August is pretty much crazy. You never know what he is going to do next. In one scene he is friendly, but two seconds later you realize that his friendliness was really an intimidating act to mentally rattle his subject. He is the boss. He is in control. If anyone gets in his way, he will end them. He is intelligent and aware. Perhaps suffering from an extreme bipolar disorder, he could snap into a violent outburst at any moment. You can never understand nor presume anything about August because it is absolutely impossible to read him.
In the second third of the film, August loses his star attraction horse. Knowing that the loss will kill their attendance and profits, he buys an old elephant named Rosie and puts Jacob in charge of training her to work with Marlena.
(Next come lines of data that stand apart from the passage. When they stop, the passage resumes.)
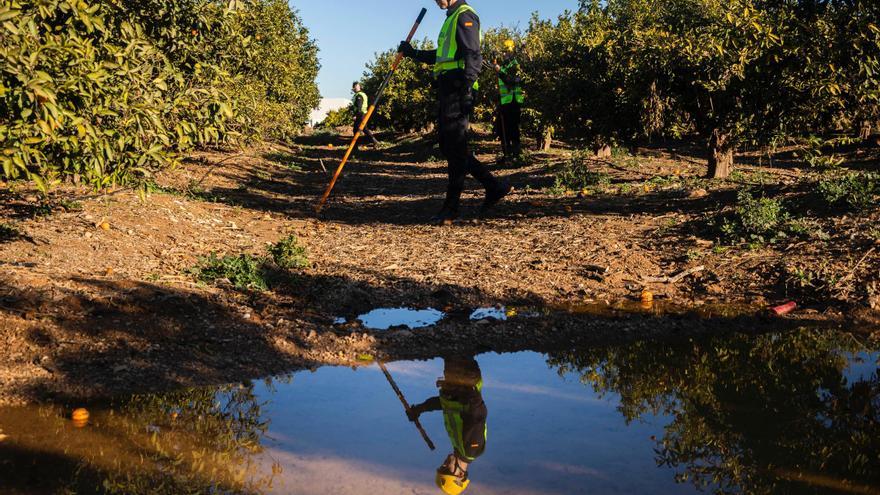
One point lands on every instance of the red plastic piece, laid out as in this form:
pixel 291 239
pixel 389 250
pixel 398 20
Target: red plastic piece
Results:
pixel 785 308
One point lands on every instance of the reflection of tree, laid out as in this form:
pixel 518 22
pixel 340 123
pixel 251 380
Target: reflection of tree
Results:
pixel 765 414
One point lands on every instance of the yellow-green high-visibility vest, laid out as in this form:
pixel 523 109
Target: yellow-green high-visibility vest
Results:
pixel 363 106
pixel 447 44
pixel 507 95
pixel 452 420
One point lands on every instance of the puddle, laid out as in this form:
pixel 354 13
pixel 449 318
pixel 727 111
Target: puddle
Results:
pixel 786 413
pixel 385 318
pixel 494 313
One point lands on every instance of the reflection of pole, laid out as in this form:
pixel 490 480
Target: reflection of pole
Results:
pixel 405 404
pixel 370 110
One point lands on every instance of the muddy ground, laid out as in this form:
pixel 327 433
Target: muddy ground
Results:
pixel 96 297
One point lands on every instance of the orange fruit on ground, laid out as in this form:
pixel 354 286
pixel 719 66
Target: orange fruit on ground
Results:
pixel 80 417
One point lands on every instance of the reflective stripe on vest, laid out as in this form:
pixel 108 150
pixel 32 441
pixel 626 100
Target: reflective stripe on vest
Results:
pixel 447 44
pixel 363 108
pixel 508 96
pixel 452 411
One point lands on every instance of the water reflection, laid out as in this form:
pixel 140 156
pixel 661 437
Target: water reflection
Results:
pixel 464 417
pixel 765 414
pixel 785 413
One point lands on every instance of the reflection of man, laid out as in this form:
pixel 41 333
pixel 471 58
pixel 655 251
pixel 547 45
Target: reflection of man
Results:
pixel 464 415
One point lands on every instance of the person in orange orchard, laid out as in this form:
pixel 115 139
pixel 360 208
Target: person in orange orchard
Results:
pixel 457 63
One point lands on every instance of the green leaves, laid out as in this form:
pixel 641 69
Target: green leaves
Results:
pixel 111 90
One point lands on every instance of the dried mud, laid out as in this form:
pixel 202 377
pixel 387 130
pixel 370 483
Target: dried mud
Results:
pixel 91 310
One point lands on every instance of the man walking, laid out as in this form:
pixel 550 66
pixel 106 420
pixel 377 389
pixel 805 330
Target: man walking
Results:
pixel 359 106
pixel 457 63
pixel 512 98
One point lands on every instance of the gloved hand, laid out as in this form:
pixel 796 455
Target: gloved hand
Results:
pixel 467 100
pixel 413 413
pixel 406 49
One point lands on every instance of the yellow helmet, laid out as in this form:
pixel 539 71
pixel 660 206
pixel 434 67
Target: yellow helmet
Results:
pixel 451 485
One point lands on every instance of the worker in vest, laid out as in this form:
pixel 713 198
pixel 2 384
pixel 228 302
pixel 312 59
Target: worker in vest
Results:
pixel 464 415
pixel 457 63
pixel 512 97
pixel 359 106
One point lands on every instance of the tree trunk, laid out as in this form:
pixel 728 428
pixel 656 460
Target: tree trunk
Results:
pixel 547 140
pixel 720 155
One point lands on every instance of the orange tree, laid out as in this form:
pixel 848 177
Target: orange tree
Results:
pixel 409 103
pixel 735 72
pixel 108 91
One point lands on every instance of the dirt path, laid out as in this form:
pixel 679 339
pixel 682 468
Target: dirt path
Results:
pixel 86 310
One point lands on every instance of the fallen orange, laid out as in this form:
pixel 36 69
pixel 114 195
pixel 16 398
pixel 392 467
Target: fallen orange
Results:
pixel 80 417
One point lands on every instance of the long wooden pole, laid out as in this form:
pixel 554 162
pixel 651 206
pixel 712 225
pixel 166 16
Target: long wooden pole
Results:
pixel 406 405
pixel 360 129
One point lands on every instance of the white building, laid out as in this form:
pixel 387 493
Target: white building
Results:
pixel 327 105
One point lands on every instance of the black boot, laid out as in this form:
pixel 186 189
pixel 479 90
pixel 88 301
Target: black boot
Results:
pixel 496 194
pixel 448 212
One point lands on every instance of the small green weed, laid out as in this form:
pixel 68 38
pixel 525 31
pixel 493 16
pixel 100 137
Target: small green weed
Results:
pixel 812 283
pixel 244 271
pixel 756 220
pixel 8 232
pixel 70 205
pixel 854 190
pixel 288 254
pixel 574 175
pixel 249 272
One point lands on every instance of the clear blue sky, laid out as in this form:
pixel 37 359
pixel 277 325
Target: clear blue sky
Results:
pixel 349 32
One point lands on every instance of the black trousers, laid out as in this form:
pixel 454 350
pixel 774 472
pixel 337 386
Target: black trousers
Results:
pixel 453 127
pixel 511 114
pixel 358 118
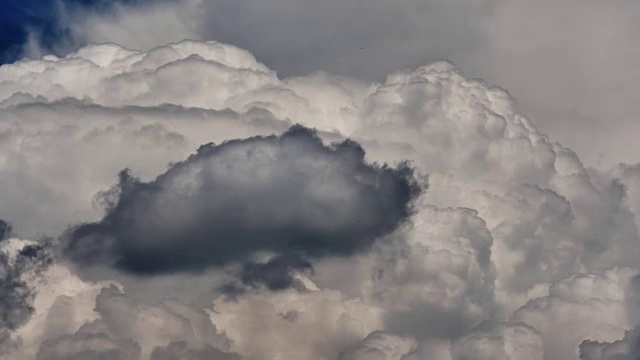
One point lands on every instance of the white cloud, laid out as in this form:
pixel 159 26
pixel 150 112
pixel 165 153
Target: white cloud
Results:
pixel 508 221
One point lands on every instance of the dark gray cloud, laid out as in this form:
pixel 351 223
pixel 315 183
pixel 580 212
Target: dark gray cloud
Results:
pixel 16 296
pixel 288 193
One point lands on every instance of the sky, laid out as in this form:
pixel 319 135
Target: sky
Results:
pixel 336 180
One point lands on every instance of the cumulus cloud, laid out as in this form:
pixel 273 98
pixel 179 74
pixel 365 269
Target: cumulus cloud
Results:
pixel 277 242
pixel 282 194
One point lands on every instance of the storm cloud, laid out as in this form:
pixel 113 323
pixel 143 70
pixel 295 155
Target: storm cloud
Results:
pixel 275 194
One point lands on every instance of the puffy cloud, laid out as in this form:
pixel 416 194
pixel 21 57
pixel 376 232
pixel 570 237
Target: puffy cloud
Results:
pixel 585 306
pixel 628 348
pixel 279 194
pixel 380 346
pixel 508 342
pixel 439 283
pixel 514 229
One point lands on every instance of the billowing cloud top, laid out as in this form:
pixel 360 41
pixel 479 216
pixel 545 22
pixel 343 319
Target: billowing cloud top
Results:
pixel 274 241
pixel 280 194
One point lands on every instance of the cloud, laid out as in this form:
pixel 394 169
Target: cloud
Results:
pixel 517 250
pixel 289 193
pixel 627 348
pixel 380 346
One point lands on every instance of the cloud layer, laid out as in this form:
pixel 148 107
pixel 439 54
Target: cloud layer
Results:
pixel 275 241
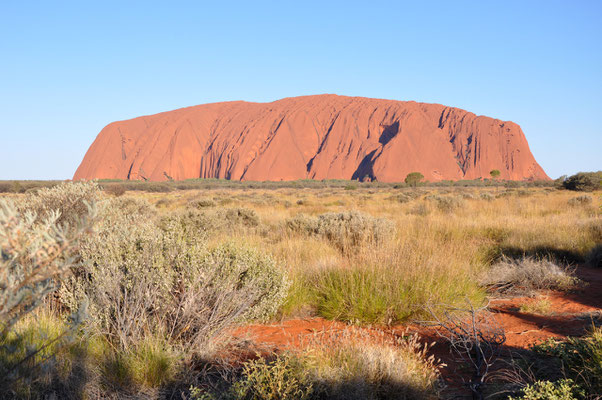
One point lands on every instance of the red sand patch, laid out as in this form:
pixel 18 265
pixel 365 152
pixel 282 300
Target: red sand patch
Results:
pixel 570 315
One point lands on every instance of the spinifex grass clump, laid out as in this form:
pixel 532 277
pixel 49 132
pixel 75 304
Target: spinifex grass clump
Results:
pixel 578 358
pixel 350 367
pixel 345 230
pixel 527 274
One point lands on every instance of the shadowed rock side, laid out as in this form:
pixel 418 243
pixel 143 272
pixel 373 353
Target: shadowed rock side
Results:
pixel 315 137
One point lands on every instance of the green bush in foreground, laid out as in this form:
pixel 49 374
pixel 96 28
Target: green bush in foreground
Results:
pixel 579 357
pixel 141 278
pixel 343 370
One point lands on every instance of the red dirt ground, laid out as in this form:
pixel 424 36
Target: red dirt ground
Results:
pixel 570 315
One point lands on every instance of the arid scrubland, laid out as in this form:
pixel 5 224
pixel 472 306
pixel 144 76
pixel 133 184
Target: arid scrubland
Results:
pixel 148 284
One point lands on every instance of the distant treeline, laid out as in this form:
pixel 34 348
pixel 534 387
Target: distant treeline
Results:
pixel 17 186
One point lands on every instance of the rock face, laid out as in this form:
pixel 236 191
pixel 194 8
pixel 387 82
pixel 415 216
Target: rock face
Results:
pixel 311 137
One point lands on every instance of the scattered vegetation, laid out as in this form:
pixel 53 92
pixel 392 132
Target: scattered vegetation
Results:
pixel 414 178
pixel 584 181
pixel 539 306
pixel 527 274
pixel 124 293
pixel 348 369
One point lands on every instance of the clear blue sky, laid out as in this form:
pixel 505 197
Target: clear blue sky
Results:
pixel 69 68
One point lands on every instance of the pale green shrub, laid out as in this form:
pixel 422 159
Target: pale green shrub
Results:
pixel 285 376
pixel 487 196
pixel 70 199
pixel 142 278
pixel 594 258
pixel 446 204
pixel 344 368
pixel 527 274
pixel 202 203
pixel 35 253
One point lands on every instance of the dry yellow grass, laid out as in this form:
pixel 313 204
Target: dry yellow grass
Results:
pixel 444 239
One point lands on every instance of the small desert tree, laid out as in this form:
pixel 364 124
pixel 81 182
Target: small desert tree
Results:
pixel 414 178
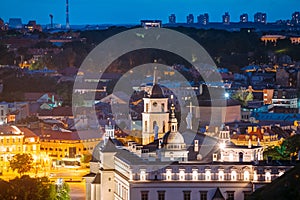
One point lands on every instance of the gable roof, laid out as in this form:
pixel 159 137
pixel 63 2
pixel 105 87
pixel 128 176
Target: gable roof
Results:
pixel 109 146
pixel 97 179
pixel 218 195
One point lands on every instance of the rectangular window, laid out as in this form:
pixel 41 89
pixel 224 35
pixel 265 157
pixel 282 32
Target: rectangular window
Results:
pixel 230 195
pixel 186 195
pixel 203 195
pixel 144 195
pixel 161 195
pixel 247 194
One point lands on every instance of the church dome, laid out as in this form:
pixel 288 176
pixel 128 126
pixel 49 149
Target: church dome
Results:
pixel 100 146
pixel 175 138
pixel 157 92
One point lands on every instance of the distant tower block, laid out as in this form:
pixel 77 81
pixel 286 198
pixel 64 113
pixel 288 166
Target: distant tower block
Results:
pixel 67 15
pixel 51 20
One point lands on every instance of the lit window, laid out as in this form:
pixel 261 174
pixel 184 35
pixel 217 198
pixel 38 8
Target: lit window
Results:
pixel 195 175
pixel 203 195
pixel 268 176
pixel 221 175
pixel 281 173
pixel 233 175
pixel 230 195
pixel 144 195
pixel 255 177
pixel 207 175
pixel 143 175
pixel 230 157
pixel 186 195
pixel 246 176
pixel 181 175
pixel 168 174
pixel 161 195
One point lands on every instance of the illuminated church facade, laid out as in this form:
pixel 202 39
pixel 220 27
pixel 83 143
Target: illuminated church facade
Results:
pixel 172 165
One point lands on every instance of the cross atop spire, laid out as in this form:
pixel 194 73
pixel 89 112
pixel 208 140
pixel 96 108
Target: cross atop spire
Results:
pixel 172 111
pixel 154 76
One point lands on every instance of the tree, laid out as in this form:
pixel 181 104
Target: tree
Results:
pixel 243 95
pixel 28 188
pixel 63 192
pixel 22 163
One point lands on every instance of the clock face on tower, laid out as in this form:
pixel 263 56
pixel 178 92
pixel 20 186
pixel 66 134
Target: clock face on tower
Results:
pixel 154 104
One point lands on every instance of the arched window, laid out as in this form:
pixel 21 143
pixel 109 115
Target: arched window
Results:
pixel 143 175
pixel 146 126
pixel 221 175
pixel 233 175
pixel 241 157
pixel 207 175
pixel 246 176
pixel 268 176
pixel 195 175
pixel 168 174
pixel 181 175
pixel 230 156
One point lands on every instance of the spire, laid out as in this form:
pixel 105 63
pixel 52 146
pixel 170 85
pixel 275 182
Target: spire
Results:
pixel 154 76
pixel 172 111
pixel 173 121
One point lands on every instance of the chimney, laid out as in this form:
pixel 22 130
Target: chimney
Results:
pixel 249 144
pixel 159 143
pixel 67 15
pixel 249 129
pixel 255 129
pixel 196 145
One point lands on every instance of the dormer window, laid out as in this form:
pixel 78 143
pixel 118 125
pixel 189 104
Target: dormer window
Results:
pixel 143 175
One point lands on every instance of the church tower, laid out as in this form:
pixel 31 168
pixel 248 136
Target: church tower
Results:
pixel 155 116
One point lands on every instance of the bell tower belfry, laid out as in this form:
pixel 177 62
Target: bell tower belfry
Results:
pixel 155 116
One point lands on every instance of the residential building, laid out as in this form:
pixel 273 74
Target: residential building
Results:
pixel 190 19
pixel 226 18
pixel 17 140
pixel 244 18
pixel 13 112
pixel 260 17
pixel 295 18
pixel 172 19
pixel 15 23
pixel 203 19
pixel 151 23
pixel 184 165
pixel 272 38
pixel 286 98
pixel 32 26
pixel 68 147
pixel 256 135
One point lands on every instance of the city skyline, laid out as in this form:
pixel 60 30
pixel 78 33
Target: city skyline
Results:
pixel 104 13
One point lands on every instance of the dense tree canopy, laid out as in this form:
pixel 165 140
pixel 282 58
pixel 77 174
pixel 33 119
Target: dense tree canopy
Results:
pixel 27 188
pixel 22 163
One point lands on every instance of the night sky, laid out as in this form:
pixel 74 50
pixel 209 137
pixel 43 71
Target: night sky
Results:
pixel 132 11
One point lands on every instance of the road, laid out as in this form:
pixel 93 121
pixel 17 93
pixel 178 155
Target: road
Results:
pixel 77 190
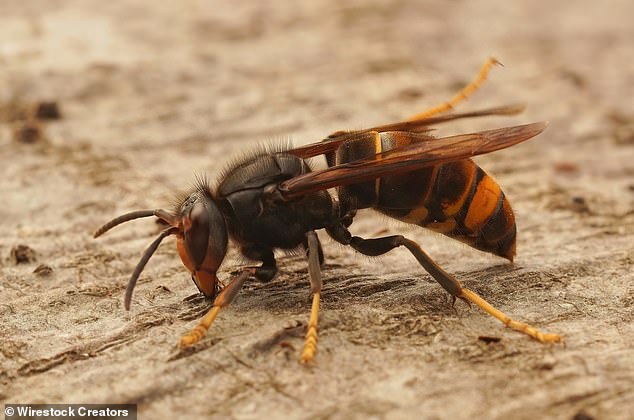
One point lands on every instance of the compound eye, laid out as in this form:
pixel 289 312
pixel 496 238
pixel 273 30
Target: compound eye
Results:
pixel 196 232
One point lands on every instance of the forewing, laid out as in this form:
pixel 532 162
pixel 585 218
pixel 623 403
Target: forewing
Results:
pixel 333 141
pixel 409 158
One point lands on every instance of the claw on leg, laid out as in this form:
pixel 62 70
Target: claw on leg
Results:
pixel 463 94
pixel 506 320
pixel 197 333
pixel 310 345
pixel 224 299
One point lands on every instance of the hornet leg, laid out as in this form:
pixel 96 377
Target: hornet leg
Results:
pixel 379 246
pixel 224 299
pixel 462 95
pixel 310 345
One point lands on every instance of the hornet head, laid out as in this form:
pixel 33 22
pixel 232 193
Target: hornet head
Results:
pixel 201 239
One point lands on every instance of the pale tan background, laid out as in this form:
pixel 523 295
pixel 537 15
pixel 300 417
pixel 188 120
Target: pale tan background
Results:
pixel 155 92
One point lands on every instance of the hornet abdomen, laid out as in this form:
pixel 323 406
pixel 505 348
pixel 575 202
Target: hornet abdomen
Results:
pixel 457 199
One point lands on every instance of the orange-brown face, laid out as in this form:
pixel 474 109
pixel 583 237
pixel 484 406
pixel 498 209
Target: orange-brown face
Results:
pixel 202 240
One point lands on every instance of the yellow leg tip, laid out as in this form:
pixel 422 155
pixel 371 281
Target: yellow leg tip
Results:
pixel 550 338
pixel 193 337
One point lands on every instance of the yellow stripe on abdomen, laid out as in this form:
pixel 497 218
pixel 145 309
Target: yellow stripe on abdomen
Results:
pixel 483 204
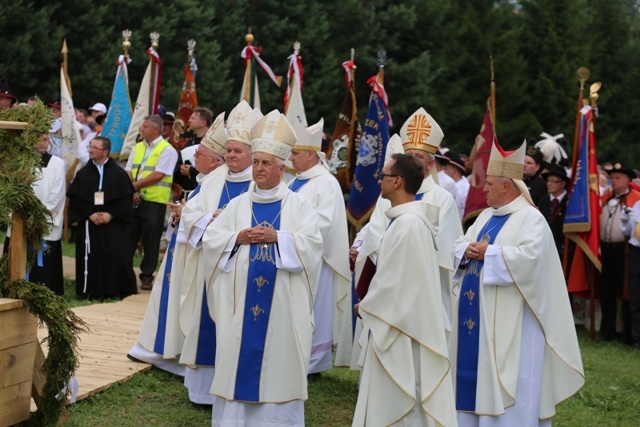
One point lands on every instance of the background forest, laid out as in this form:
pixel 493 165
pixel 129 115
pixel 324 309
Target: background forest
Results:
pixel 437 50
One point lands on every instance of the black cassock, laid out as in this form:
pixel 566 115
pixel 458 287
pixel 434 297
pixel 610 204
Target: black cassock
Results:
pixel 109 265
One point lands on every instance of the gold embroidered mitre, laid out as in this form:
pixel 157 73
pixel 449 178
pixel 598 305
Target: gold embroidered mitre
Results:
pixel 216 137
pixel 273 135
pixel 309 138
pixel 421 132
pixel 240 122
pixel 507 164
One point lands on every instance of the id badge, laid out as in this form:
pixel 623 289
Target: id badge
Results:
pixel 98 198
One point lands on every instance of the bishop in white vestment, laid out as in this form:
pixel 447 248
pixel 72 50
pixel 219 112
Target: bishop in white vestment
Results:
pixel 266 247
pixel 514 343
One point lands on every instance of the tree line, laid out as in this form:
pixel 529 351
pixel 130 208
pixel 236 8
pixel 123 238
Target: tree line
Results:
pixel 437 57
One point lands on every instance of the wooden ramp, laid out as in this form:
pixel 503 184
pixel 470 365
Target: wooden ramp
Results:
pixel 113 330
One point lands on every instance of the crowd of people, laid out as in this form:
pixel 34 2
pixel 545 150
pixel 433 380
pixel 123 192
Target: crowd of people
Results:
pixel 260 291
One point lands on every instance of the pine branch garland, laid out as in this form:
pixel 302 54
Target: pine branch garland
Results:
pixel 19 168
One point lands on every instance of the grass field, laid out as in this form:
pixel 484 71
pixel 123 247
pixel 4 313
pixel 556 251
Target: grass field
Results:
pixel 611 396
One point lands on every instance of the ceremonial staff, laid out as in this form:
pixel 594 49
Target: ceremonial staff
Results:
pixel 154 84
pixel 65 51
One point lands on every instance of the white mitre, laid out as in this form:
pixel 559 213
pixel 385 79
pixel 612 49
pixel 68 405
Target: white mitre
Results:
pixel 240 122
pixel 273 134
pixel 216 136
pixel 509 164
pixel 421 132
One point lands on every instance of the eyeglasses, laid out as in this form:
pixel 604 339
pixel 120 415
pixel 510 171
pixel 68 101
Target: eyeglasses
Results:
pixel 198 154
pixel 383 175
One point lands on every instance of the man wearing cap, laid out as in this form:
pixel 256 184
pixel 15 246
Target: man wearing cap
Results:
pixel 533 161
pixel 406 376
pixel 514 346
pixel 630 227
pixel 615 205
pixel 151 170
pixel 97 110
pixel 199 122
pixel 266 244
pixel 231 180
pixel 554 206
pixel 100 202
pixel 319 186
pixel 160 339
pixel 455 169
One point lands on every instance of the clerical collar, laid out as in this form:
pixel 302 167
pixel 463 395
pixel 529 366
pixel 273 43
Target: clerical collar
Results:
pixel 244 172
pixel 266 193
pixel 154 142
pixel 511 207
pixel 98 165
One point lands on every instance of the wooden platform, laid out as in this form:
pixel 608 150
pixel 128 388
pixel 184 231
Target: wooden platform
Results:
pixel 113 331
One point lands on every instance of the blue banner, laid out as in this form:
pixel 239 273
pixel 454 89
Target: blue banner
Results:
pixel 577 216
pixel 365 188
pixel 118 118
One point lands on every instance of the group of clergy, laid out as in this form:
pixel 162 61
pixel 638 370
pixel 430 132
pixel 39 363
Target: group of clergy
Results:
pixel 255 290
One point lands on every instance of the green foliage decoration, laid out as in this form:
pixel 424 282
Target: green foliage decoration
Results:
pixel 18 170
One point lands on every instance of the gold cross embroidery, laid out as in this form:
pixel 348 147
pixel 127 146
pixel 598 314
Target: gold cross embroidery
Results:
pixel 256 311
pixel 260 281
pixel 470 294
pixel 470 324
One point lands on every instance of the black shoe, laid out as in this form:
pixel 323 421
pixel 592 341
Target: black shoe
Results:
pixel 314 377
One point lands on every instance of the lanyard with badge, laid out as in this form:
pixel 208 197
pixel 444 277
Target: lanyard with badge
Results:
pixel 98 196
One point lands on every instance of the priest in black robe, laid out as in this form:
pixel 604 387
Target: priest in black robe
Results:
pixel 100 201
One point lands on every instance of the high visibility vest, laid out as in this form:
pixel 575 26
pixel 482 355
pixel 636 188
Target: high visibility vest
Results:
pixel 160 192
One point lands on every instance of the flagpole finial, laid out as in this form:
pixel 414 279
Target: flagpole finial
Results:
pixel 126 44
pixel 155 38
pixel 249 37
pixel 593 93
pixel 191 45
pixel 382 58
pixel 583 75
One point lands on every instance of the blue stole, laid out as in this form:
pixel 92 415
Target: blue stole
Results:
pixel 261 282
pixel 297 183
pixel 206 347
pixel 469 322
pixel 158 345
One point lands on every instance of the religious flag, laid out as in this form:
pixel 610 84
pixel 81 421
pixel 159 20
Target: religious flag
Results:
pixel 371 154
pixel 70 131
pixel 146 104
pixel 188 96
pixel 343 148
pixel 293 105
pixel 479 159
pixel 582 218
pixel 118 118
pixel 250 92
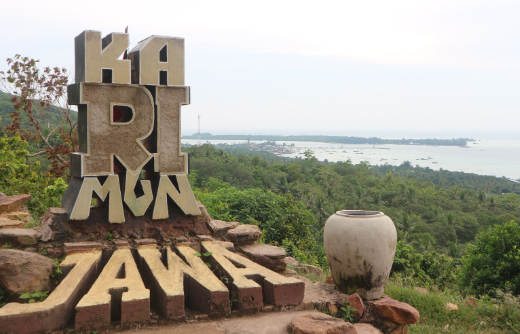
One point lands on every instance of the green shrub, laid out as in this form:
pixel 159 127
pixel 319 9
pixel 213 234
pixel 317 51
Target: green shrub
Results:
pixel 493 262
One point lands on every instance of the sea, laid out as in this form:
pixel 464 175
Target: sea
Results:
pixel 497 157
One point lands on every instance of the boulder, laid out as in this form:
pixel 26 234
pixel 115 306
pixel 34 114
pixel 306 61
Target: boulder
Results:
pixel 356 302
pixel 220 227
pixel 88 246
pixel 244 234
pixel 10 223
pixel 366 329
pixel 397 312
pixel 320 295
pixel 320 323
pixel 18 215
pixel 22 272
pixel 267 256
pixel 332 309
pixel 53 214
pixel 13 203
pixel 18 236
pixel 307 269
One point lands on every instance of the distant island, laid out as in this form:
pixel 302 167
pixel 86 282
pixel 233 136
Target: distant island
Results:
pixel 336 139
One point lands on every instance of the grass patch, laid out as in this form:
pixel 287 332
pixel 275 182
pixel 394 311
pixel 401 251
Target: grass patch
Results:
pixel 489 316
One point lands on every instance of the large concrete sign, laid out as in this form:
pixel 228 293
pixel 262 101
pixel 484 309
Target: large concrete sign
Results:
pixel 147 245
pixel 129 123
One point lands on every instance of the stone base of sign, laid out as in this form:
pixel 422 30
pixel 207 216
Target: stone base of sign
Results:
pixel 56 227
pixel 184 269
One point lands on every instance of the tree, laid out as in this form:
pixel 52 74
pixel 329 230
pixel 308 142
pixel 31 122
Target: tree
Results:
pixel 34 93
pixel 493 263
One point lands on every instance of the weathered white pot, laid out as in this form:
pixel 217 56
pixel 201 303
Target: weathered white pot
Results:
pixel 360 246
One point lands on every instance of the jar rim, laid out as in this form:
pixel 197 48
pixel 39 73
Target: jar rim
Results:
pixel 359 213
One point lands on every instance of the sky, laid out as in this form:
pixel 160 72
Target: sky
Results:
pixel 392 69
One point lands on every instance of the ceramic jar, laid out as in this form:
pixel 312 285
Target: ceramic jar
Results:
pixel 360 246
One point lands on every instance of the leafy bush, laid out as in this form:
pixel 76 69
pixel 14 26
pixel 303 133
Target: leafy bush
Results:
pixel 17 177
pixel 426 268
pixel 493 262
pixel 36 296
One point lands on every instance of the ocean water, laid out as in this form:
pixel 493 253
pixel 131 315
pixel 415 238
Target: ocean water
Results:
pixel 484 157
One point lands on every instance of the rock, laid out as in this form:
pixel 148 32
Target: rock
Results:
pixel 320 295
pixel 291 261
pixel 244 234
pixel 366 329
pixel 53 214
pixel 397 312
pixel 203 237
pixel 307 269
pixel 320 323
pixel 18 215
pixel 10 223
pixel 220 227
pixel 18 236
pixel 356 302
pixel 121 243
pixel 289 273
pixel 227 245
pixel 13 203
pixel 81 247
pixel 470 301
pixel 332 309
pixel 267 256
pixel 55 252
pixel 452 307
pixel 22 272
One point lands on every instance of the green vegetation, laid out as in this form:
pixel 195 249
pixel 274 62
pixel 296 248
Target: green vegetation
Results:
pixel 34 297
pixel 493 262
pixel 500 315
pixel 336 139
pixel 19 177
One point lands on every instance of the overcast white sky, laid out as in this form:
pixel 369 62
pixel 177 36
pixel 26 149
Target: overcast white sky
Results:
pixel 374 68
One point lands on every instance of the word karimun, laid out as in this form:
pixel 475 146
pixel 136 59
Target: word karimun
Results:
pixel 129 111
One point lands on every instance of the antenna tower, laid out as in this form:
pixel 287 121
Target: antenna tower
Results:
pixel 198 143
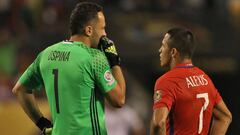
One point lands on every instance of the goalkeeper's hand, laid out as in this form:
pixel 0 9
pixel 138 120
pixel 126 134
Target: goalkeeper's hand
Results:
pixel 45 126
pixel 107 46
pixel 47 131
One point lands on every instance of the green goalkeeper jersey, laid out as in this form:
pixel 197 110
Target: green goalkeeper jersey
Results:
pixel 76 79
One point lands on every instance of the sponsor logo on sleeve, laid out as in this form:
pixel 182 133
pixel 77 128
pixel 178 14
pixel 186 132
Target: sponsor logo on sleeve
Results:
pixel 157 96
pixel 109 78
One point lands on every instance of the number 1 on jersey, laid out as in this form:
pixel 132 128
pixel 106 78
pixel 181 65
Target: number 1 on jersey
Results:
pixel 55 73
pixel 204 107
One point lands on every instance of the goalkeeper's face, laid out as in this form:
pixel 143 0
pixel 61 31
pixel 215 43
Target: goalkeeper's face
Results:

Rosie becomes another one of August’s possessions. When she proves to hardly be trainable, August loses it and repeatedly gashes Rosie’s side with a bull hook. If August freaks out and overreacts in such a manner when an 8-ton animal defies him, imagine what he will do if he suspects his wife and employee are falling for one another.
Despite lacking romantic chemistry, Pattinson and Witherspoon are just fine as the forbidden lovers. Water for Elephants is easily Pattinson’s best work to date. As always, Witherspoon is adorable, but Waltz is the actor to credit for the enthralling tension to come. Had any other actor been cast as August, the tension would have been lost and Water for Elephants would be unwatchable.
In a moderately cliched movie whose tone resembles the all-too-familiar forbidden love stories of Romeo and Juliet and Moulin Rouge, it is the character-driven tension that allows Water for Elephants to rise and shine.